NZ banks united on hold Wednesday — but tightening is only a question of timing

All major banks expect the OCR to stay at 2.25% this week, but the debate beyond that is heating up

NZ banks united on hold Wednesday — but tightening is only a question of timing

New Zealand's major banks are unanimous heading into Wednesday's Reserve Bank Monetary Policy Statement: the OCR will stay at 2.25%. But the path from there divides sharply.

Three camps: move now, move in July, don't move yet

Westpac chief economist Kelly Eckhold takes the most hawkish position among the major banks, arguing a May move would be well justified.

"My view is that the significant shift in the inflation outlook which has occurred since the OCR was cut below 3% in the second half of 2025 justifies a hike at the May meeting," Eckhold wrote in Westpac's latest economic bulletin, while acknowledging the RBNZ is likely to hold.

He expects the OCR projections released Wednesday to signal the December 2026 quarter rising 40–50 basis points to around 2.8% — effectively flagging two hikes this year with the chance of a third.

ASB and ANZ both favour July as the starting point for tightening.

ASB senior economists Jane Turner and Wesley Tanuvasa acknowledged the decision is genuinely close, framing the hold case around the RBNZ's own checklist from April — core inflation, medium-term inflation expectations, and wage growth — and concluding that the data doesn't yet deliver a clear trigger for May.

"OCR hikes are a matter of when not if. Nonetheless, timing them is hard. We still believe July is the sweet spot for allowing enough time to watch and wait but not letting inflation get away on the RBNZ," they wrote in ASB's latest Economic Note.

ASB forecasts the OCR reaching 3.25% by December.
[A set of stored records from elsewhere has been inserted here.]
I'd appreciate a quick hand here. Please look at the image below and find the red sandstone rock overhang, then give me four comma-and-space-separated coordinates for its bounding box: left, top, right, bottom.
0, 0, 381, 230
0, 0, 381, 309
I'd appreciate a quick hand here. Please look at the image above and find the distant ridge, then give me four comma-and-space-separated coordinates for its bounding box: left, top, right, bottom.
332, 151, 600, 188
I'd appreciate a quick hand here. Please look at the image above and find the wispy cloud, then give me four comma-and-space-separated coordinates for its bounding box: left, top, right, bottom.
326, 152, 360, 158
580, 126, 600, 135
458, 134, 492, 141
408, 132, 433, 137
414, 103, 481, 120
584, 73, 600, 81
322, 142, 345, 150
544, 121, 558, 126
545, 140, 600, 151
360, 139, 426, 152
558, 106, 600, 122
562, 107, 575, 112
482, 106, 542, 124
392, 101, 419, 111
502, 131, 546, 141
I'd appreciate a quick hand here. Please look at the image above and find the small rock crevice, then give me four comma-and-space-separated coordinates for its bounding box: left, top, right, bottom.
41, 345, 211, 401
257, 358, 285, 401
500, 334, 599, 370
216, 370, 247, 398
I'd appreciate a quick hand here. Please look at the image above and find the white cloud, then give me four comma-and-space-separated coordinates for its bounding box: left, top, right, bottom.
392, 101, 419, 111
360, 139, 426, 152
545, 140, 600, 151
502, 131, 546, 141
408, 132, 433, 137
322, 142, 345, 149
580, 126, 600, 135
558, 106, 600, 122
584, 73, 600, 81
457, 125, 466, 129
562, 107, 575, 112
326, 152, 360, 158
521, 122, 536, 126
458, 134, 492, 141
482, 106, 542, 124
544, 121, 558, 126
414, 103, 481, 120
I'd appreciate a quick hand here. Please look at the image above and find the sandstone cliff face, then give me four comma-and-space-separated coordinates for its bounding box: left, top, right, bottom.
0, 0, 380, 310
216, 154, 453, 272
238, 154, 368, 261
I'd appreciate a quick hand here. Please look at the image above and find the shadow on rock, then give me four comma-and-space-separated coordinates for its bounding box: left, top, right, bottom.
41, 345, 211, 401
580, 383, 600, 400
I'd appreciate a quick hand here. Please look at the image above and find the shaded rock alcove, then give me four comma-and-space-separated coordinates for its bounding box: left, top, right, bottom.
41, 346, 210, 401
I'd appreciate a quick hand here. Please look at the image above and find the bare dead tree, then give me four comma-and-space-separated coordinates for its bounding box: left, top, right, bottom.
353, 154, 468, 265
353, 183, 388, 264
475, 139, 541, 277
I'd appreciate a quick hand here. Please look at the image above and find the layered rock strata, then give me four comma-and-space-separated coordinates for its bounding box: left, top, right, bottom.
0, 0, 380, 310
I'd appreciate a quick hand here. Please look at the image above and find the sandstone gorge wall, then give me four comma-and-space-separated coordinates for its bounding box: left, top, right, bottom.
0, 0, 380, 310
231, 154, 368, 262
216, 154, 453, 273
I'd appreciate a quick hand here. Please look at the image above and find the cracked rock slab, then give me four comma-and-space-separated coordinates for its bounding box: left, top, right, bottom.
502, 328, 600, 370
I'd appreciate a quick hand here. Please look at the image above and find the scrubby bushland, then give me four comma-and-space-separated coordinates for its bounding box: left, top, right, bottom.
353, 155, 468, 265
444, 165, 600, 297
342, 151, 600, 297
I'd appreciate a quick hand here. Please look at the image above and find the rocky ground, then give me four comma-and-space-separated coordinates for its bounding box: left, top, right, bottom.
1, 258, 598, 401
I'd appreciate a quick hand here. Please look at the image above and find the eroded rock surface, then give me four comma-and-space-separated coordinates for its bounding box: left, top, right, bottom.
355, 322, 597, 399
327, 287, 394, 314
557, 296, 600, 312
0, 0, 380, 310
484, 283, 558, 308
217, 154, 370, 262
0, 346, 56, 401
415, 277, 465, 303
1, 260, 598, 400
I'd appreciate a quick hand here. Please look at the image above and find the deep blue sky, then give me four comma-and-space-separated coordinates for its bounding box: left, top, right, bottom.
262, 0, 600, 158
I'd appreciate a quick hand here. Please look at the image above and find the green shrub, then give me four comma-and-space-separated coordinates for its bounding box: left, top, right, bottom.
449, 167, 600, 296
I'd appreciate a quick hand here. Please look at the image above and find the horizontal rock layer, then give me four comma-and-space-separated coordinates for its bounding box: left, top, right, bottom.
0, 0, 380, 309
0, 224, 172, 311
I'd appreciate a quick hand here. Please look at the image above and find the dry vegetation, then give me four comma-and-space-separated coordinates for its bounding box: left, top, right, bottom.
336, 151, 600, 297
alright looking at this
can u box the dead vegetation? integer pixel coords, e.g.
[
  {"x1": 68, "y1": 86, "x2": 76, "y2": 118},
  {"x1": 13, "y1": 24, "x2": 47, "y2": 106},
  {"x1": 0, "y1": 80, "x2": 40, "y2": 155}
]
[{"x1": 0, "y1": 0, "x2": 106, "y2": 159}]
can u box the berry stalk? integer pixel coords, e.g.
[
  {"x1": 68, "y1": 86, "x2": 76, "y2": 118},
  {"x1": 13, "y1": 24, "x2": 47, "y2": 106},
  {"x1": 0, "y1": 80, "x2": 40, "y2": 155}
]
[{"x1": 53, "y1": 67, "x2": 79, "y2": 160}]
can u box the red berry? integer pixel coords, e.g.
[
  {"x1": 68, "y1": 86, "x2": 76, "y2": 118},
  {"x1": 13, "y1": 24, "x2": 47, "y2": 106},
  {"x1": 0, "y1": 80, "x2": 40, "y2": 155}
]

ANZ chief economist Sharon Zollner shares the July base case but frames it around risk management rather than data confirmation, arguing the RBNZ has grown too uncomfortable leaving the OCR in stimulatory territory. ANZ expects three consecutive 25 basis point hikes in July, September, and October, taking the OCR to 3%, while not ruling out a May start.

BNZ's Stephen Toplis takes a slightly later view, expecting hikes to begin in September with the OCR peaking around 3.25% in early 2027, and argues the RBNZ should be moving to neutral as soon as possible.

Kiwibank chief economist Jarrod Kerr is the clearest dissenting voice among the major banks, warning that the Middle East conflict is causing demand destruction and that rate hikes would compound rather than solve the cost-of-living pressure already weighing on households.

"Hiking early will only kick the economy while it's down. The fear that this will be another COVID situation is unwarranted," Kerr said.

Kiwibank sees no need for hikes this year, expects inflation to return to 2% by 2027, and warns that wholesale market pricing — currently implying the OCR reaching 3.1% or above by year-end — is significantly overshooting what the data justifies.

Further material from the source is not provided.